Energy Fuels said it will invest "a portion of the proceeds" into increasing its US uranium production. Its White Mesa Mill - which the company describes as "the only US uranium facility producing material quantities of uranium" - produced 162,000 pounds U3O8 in 2022, more than the company's previous guidance figures of 130,000-140,000 pounds, and the company said it is preparing four of its conventional uranium and uranium/vanadium mines to be ready to resume uranium ore production.

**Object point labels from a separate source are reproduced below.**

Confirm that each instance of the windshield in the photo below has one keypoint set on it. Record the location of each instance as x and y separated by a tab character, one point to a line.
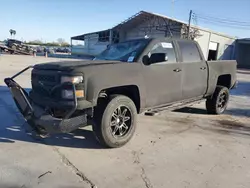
125	51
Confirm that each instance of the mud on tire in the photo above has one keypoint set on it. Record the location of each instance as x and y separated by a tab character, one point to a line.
115	121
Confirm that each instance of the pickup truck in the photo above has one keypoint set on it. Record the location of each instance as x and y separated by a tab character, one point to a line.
128	78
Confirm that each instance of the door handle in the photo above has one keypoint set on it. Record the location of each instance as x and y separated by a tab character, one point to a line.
203	68
177	70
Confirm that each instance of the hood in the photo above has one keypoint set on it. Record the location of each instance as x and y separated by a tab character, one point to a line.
71	65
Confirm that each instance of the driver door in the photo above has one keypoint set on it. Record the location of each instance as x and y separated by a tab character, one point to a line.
163	79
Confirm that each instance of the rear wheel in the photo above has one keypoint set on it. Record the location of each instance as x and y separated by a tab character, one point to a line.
115	121
217	104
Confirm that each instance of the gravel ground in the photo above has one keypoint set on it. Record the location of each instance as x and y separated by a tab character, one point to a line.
184	148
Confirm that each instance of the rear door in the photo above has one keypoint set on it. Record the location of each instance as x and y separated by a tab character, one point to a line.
194	70
162	79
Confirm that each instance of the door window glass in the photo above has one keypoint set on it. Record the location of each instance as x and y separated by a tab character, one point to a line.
189	51
164	47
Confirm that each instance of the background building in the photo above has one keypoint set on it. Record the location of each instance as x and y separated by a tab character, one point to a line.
242	52
145	24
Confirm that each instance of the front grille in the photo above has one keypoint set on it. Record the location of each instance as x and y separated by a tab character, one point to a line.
44	81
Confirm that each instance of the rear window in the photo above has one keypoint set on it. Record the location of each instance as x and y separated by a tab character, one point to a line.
189	51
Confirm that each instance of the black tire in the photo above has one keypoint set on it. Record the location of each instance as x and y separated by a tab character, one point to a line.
104	132
214	104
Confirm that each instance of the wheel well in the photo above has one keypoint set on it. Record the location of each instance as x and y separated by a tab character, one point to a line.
130	91
224	80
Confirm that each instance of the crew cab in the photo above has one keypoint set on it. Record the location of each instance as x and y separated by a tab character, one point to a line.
128	78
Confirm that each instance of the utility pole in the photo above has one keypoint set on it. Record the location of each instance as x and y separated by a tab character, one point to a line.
173	1
189	22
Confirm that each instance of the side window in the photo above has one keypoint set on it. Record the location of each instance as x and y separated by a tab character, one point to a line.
189	51
166	48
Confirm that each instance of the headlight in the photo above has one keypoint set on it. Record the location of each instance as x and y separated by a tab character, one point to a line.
72	79
67	94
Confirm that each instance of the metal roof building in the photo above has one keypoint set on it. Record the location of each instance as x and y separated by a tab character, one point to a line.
146	24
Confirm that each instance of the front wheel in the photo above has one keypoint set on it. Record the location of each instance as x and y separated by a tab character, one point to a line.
115	123
217	104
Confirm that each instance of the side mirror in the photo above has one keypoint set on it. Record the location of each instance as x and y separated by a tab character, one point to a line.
158	57
145	60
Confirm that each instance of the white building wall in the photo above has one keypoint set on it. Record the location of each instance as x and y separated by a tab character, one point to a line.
203	41
143	29
225	44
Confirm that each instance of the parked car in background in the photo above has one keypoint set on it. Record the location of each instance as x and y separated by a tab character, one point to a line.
19	45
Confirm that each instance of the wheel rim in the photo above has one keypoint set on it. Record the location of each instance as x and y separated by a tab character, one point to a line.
222	101
121	121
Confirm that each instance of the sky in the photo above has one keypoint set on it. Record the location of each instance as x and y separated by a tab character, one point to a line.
48	20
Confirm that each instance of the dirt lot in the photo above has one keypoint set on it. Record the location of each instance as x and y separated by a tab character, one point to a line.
186	148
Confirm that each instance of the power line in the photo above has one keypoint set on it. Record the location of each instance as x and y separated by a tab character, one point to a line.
225	22
222	18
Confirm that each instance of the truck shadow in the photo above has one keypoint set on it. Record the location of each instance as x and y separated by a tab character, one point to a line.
231	111
80	138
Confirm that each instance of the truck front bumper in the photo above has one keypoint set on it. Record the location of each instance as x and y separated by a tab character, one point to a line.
39	118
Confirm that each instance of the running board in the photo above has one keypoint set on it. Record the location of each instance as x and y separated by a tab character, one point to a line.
175	106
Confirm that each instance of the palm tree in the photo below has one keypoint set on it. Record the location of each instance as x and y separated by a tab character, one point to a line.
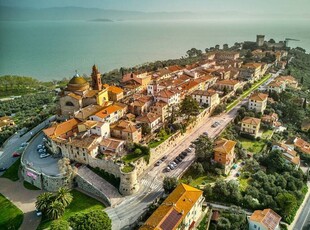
64	196
55	210
43	201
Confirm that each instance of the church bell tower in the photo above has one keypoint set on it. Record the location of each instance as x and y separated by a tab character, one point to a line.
96	79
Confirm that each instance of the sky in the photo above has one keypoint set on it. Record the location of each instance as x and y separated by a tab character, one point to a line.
255	6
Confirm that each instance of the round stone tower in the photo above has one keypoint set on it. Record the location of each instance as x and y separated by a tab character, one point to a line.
129	182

The timing of production restarts will depend on current and future uranium sales and inventory requirements, Energy Fuels said: it currently holds inventory of about 847,000 pounds U3O8 from production and inventory purchases, which it will use along with future production to fulfil its delivery obligations under its supply contracts with US nuclear utilities.
Energy Fuels CEO and President Mark Chalmers described the sale of Alta Mesa as highly strategic, with proceeds from the sale expected to fully fund the company's current uranium, vanadium and rare earth business plans "through approximately 2024" as well as providing Energy Fuels with the ability to invest in infrastructure and human capital needed to resume production at its lowest-cost and nearest-term uranium mines and facilities.
Three of the four conventional mines Energy Fuels is currently preparing for production produce both uranium and vanadium. The company also recently announced the achievement of several milestones related to its expanding rare earth element (REE) supply chain, including the acquisition of the Bahia Project in Brazil and procurements of natural monazite sand concentrate.
"Even though uranium is Energy Fuels' core business, we expect to invest some of the proceeds from the sale of Alta Mesa into our rapidly expanding rare earths business," Chalmers said. Modifications and enhancements to enable White Mesa to produce commercial quantities of REEs - which the company sees as highly complementary to our primary uranium business - are already under way. "We can utilise our existing facilities to recover uranium and REEs from monazite, which increases our uranium production and also allows us to generate margins from multiple commodities. No other US uranium producer has the ability to complement its primary uranium business in this manner," Chalmers said.